Read The Complete Short Stories, Volume 2 Page 30


  He waited for me to open the shoe-box, then grimaced and went out into the pale light.

  We stayed for another four days, as the Army patrols searched the surrounding dunes. Day and night, the half-tracks lumbered among the wrecked cars and cabins. Once, as I watched with Quinton from a fallen water tower, a half-track and two jeeps came within four hundred yards of the basin, held back only by the stench from the settling beds and the cracked concrete causeways.

  During this time, Judith sat in the cabin, the shoe-box on her lap. She said nothing to me, as if she had lost all interest in me and the salvage-filled hollow at Cape Kennedy. Mechanically, she combed her hair, making and remaking her face.

  On the second day, I came in after helping Quinton bury the cabins to their windows in the sand. Judith was standing by the table.

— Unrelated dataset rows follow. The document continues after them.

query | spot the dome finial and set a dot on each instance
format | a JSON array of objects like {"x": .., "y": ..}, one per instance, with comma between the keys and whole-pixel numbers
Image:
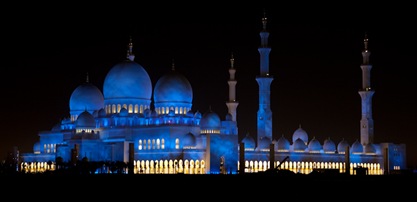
[
  {"x": 365, "y": 41},
  {"x": 264, "y": 20},
  {"x": 130, "y": 54},
  {"x": 232, "y": 61}
]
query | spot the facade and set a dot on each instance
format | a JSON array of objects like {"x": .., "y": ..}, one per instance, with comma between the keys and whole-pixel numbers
[{"x": 155, "y": 130}]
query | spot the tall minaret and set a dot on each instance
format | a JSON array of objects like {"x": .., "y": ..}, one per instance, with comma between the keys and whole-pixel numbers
[
  {"x": 232, "y": 103},
  {"x": 366, "y": 93},
  {"x": 264, "y": 81}
]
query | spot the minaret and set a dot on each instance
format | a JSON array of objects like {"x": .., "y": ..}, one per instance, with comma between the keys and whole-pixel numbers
[
  {"x": 366, "y": 93},
  {"x": 232, "y": 103},
  {"x": 130, "y": 54},
  {"x": 264, "y": 81}
]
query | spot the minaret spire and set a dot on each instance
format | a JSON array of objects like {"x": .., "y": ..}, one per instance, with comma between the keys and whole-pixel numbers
[
  {"x": 264, "y": 81},
  {"x": 130, "y": 54},
  {"x": 232, "y": 103},
  {"x": 366, "y": 93}
]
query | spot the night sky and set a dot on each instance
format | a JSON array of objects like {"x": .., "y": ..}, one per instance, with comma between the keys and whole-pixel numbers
[{"x": 315, "y": 61}]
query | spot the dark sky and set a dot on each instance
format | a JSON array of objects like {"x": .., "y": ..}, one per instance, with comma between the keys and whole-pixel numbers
[{"x": 315, "y": 60}]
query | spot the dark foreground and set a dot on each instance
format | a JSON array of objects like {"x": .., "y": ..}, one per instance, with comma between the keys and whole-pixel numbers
[{"x": 234, "y": 183}]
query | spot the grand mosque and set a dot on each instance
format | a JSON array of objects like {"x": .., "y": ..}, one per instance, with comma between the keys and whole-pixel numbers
[{"x": 154, "y": 129}]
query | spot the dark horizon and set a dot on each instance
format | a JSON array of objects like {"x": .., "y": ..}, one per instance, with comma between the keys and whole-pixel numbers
[{"x": 315, "y": 65}]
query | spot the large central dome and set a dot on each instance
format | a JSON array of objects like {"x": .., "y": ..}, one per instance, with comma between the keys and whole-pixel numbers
[{"x": 127, "y": 80}]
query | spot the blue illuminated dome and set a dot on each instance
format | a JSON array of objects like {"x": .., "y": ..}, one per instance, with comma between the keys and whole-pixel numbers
[
  {"x": 102, "y": 112},
  {"x": 127, "y": 80},
  {"x": 210, "y": 120},
  {"x": 314, "y": 145},
  {"x": 37, "y": 147},
  {"x": 123, "y": 112},
  {"x": 85, "y": 120},
  {"x": 299, "y": 145},
  {"x": 282, "y": 144},
  {"x": 86, "y": 97},
  {"x": 341, "y": 147},
  {"x": 264, "y": 143},
  {"x": 329, "y": 146},
  {"x": 173, "y": 90},
  {"x": 228, "y": 117},
  {"x": 357, "y": 147},
  {"x": 300, "y": 133},
  {"x": 370, "y": 149},
  {"x": 189, "y": 140}
]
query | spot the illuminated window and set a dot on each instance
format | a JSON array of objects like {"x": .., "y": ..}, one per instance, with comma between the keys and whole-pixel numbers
[
  {"x": 130, "y": 110},
  {"x": 177, "y": 143},
  {"x": 113, "y": 109},
  {"x": 140, "y": 145}
]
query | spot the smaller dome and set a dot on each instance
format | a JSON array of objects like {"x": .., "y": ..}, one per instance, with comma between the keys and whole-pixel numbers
[
  {"x": 264, "y": 143},
  {"x": 228, "y": 117},
  {"x": 282, "y": 144},
  {"x": 198, "y": 115},
  {"x": 342, "y": 146},
  {"x": 329, "y": 146},
  {"x": 56, "y": 128},
  {"x": 95, "y": 113},
  {"x": 300, "y": 133},
  {"x": 171, "y": 112},
  {"x": 173, "y": 87},
  {"x": 190, "y": 113},
  {"x": 86, "y": 97},
  {"x": 123, "y": 112},
  {"x": 85, "y": 120},
  {"x": 249, "y": 142},
  {"x": 314, "y": 145},
  {"x": 37, "y": 147},
  {"x": 189, "y": 140},
  {"x": 154, "y": 114},
  {"x": 299, "y": 145},
  {"x": 102, "y": 112},
  {"x": 357, "y": 147}
]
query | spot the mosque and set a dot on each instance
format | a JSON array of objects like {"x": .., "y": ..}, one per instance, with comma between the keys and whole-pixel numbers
[{"x": 155, "y": 130}]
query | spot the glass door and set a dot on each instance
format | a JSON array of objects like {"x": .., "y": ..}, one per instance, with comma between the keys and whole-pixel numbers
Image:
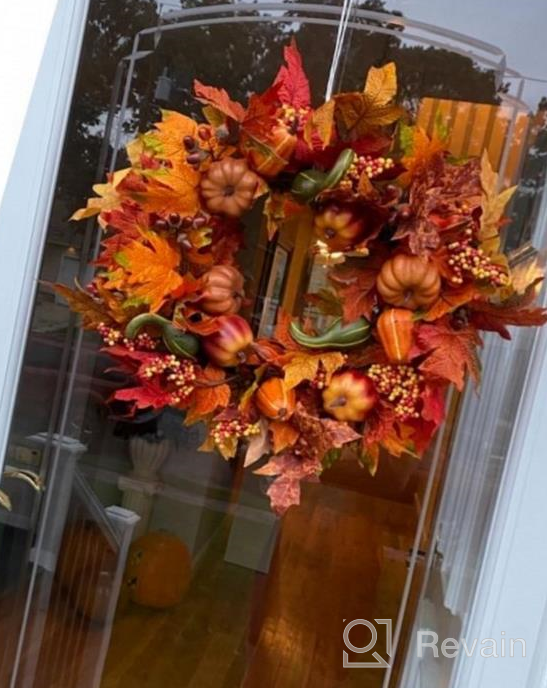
[{"x": 215, "y": 590}]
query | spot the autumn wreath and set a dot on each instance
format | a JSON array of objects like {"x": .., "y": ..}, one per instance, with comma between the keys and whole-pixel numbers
[{"x": 408, "y": 235}]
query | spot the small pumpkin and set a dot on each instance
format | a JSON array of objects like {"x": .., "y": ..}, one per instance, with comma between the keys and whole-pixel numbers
[
  {"x": 158, "y": 571},
  {"x": 339, "y": 229},
  {"x": 227, "y": 347},
  {"x": 350, "y": 396},
  {"x": 275, "y": 400},
  {"x": 395, "y": 329},
  {"x": 270, "y": 159},
  {"x": 228, "y": 187},
  {"x": 222, "y": 290},
  {"x": 409, "y": 282}
]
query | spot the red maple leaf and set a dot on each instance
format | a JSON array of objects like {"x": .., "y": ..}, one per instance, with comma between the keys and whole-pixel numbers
[
  {"x": 487, "y": 316},
  {"x": 146, "y": 395},
  {"x": 450, "y": 353},
  {"x": 294, "y": 87},
  {"x": 433, "y": 407},
  {"x": 219, "y": 99},
  {"x": 290, "y": 471}
]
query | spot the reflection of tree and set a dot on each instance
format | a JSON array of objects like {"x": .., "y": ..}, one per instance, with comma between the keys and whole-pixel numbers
[
  {"x": 532, "y": 181},
  {"x": 109, "y": 33},
  {"x": 240, "y": 56}
]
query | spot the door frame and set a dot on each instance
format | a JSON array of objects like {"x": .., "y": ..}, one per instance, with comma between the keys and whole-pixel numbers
[
  {"x": 511, "y": 593},
  {"x": 27, "y": 196}
]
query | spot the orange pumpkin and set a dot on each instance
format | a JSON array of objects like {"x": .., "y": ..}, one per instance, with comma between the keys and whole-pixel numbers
[
  {"x": 274, "y": 400},
  {"x": 222, "y": 290},
  {"x": 339, "y": 229},
  {"x": 395, "y": 330},
  {"x": 409, "y": 282},
  {"x": 350, "y": 396},
  {"x": 229, "y": 345},
  {"x": 159, "y": 570},
  {"x": 270, "y": 159},
  {"x": 229, "y": 187}
]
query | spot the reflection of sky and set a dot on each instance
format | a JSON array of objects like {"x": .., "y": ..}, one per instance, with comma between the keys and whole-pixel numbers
[{"x": 518, "y": 27}]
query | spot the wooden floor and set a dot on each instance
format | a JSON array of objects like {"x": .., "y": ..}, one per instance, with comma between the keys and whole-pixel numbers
[{"x": 339, "y": 556}]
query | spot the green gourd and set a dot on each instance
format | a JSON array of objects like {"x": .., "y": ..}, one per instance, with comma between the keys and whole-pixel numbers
[
  {"x": 337, "y": 336},
  {"x": 178, "y": 342},
  {"x": 309, "y": 183}
]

  The shoe-box was open. In the centre of the table lay a pile of charred sticks, as if she had tried to light a small fire. Then I realized what was there. As she stirred the ash with her fingers, grey flakes fell from the joints, revealing the bony points of a clutch of ribs, a right hand and shoulder blade.

  She looked at me with puzzled eyes. ‘They’re black,’ she said.

  Holding her in my arms, I lay with her on the bed. A loudspeaker reverberated among the dunes, fragments of the amplified commands drumming at the panes.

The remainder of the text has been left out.